Beefy Boxes and Bandwidth Generously Provided by pair Networks
P is for Practical
 
PerlMonks  

Re^4: Perl Parsing Based on Supplied Precedence

by roboticus (Chancellor)
on Nov 07, 2012 at 16:23 UTC ( #1002689=note: print w/ replies, xml ) Need Help??


in reply to Re^3: Perl Parsing Based on Supplied Precedence
in thread Perl Parsing Based on Supplied Precedence

wirito:

That was an amusing diversion. I played around with it and added a couple of features for fun:

  • Parenthesis now work for grouping
  • Now we have variables
  • It emits the RPN version of the expression

I tried monkeying with regexes to add parenthesis, and then remembered Text::Balanced, so I used that to extract the subexpressions.
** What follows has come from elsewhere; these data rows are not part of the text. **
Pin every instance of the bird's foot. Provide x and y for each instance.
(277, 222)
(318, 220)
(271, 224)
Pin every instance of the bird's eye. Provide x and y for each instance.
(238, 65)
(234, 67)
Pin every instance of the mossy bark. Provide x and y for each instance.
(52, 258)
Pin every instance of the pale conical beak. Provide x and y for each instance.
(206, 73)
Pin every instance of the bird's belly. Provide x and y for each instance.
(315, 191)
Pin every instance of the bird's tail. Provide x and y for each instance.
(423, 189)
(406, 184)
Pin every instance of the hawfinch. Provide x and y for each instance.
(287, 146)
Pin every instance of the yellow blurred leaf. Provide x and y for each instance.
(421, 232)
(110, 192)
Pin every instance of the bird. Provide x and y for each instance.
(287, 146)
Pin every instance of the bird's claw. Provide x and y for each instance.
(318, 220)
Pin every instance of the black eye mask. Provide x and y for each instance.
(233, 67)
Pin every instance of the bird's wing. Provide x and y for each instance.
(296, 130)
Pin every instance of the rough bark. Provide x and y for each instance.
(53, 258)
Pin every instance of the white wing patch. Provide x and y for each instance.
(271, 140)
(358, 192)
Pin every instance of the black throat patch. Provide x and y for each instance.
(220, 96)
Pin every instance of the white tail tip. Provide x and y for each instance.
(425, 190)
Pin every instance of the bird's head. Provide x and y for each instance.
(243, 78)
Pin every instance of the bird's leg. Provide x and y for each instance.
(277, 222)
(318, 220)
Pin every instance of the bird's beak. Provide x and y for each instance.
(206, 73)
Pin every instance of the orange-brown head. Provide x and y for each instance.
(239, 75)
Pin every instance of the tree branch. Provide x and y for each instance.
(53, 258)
The parsed subexpressions are then stored in the %temps hash. The expression is then rewritten, replacing the subexpression with the temp name. Finally, when we wind up with a single token (variable, value or temp name), we check the temps hash, and if we get a match, we return the parse tree we stowed away there.

In order to prevent collisions between temp names and variable names, I map the expression to lower case before parsing. So I split the parse function into two bits.
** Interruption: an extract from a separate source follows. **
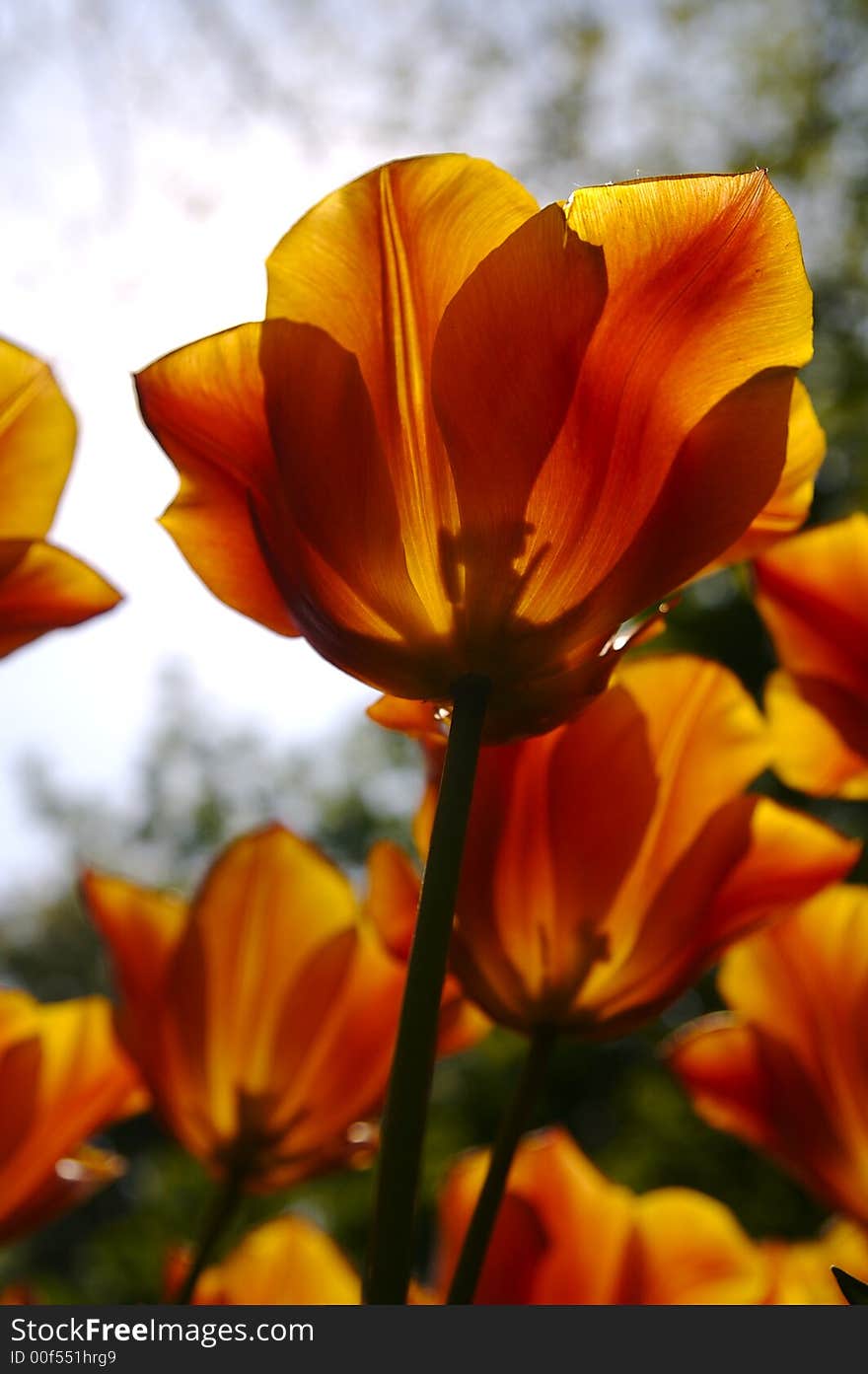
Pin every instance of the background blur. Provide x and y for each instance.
(153, 156)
I built a to_RPN() function by whacking on your original evaluate() routine. Then I made an evaluator for the RPN string. I didn't update your evaluate() function, so I removed it for now. It's a simple modification to bring it up-to-date with the variable assignments, but I gotta get back to work.

Finally, I handle variables by simply looking at any scalar I pop from the stack to see if it has any alpha characters and if it's in the %vars hash. If so, I look up the appropriate value.

There's still plenty of room for cleanup, simplification and such, but I thought I'd stop for now. I hope someone finds it amusing...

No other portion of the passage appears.